Someone once asked me verbatim “What even is Southern culture?” People love that I’m Southern when I pull out my accent at parties and talk about the country music that was the soundtrack to my childhood. They love the easy parts, but the difficult and disappointing history that the South holds is either swept under the rug or insulted. I spent most of my life hating where I am from. You don’t need to educate me about Southern racism or homophobia. My education came from real conversations and situations, not videos on Twitter and textbooks. I am not only Southern when it’s convenient for me to impress. I am Southern whenever I am disappointed in my heritage and whenever I am proud of it. I forged my own place in this world, and through that, I have learned more about my culture than you could ever find out from watching your white savior movies and listening to Tyler Childers.
“My accent is not “cute,”
it is imbued
with folk wisdom and freedom
songs, do you know how much
paper and marker is plastered
on the walls of church fellowship halls,
scribbles in the shape of ideas
you think you taught us,
We can hear you
talking behind our backs,
but not over our heads,
would you hand me the bug spray,
sweetheart,
so I can protect
myself from your bloodsucking,”
The most common meeting place in Southern culture is the church. I learned almost every moral I hold in those painted cinder block walls. The greatest of these are to love, to always put others before yourself and to treat others the way you want to be treated. These words continuously ring in my ears. I don’t find myself recalling Bible verses in times of need anymore, but I will never get away from the lessons learned with the company of Kool-Aid and the choir. Many view the South as a lost cause, a place that can never be helped. They disregard the Southern struggle and forget that we are far more educated than you might think. Maybe my parents didn’t listen to NPR on the way to school, but that was only because my single mother’s 2005 Ford Explorer didn’t have Bluetooth. I had no idea about the outside world for quite a while, but I knew how to love well, which is less than many can say at nine years old.

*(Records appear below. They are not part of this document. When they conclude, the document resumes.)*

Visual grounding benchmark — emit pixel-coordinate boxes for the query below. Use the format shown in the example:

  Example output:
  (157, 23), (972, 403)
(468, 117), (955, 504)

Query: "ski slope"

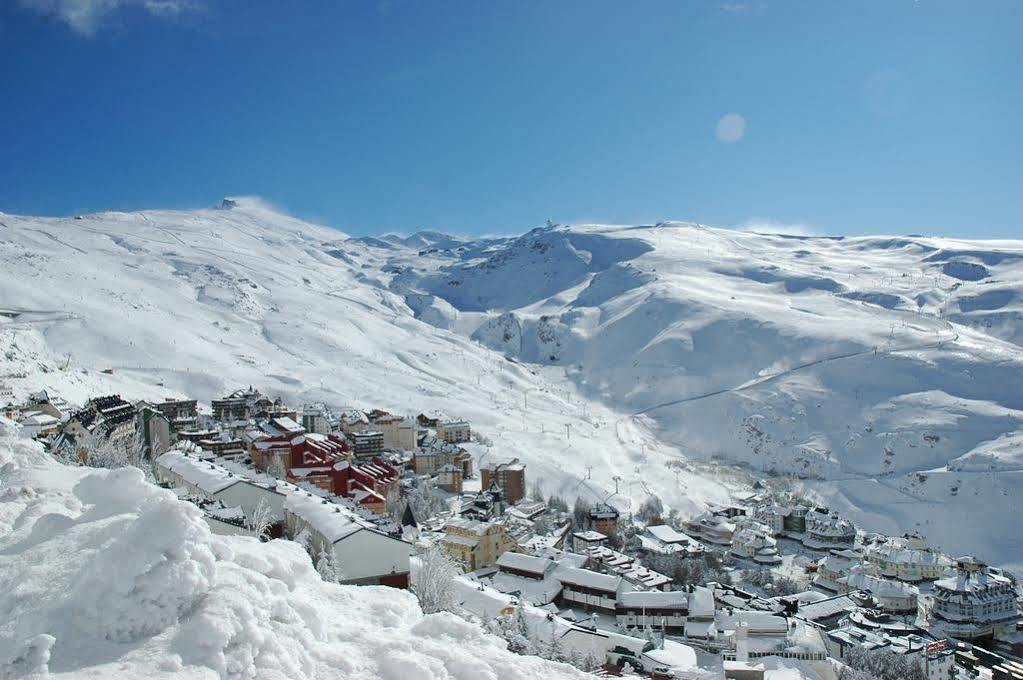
(0, 199), (1023, 566)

“You’re just like these damn mosquitos,
taking what tastes good,
sucking it through a self-righteous
reusable straw,
and leaving nothing
But a swollen, useless,
Itch.”
You listen to our music and you order fried chicken and waffles at brunch. Return to me whenever you’re ready to accept all that the South is. Not just the home of warm weather and hospitality. The bug spray stopped working and before I knew it all of my Southern blood was gone, an occurrence that will never happen again.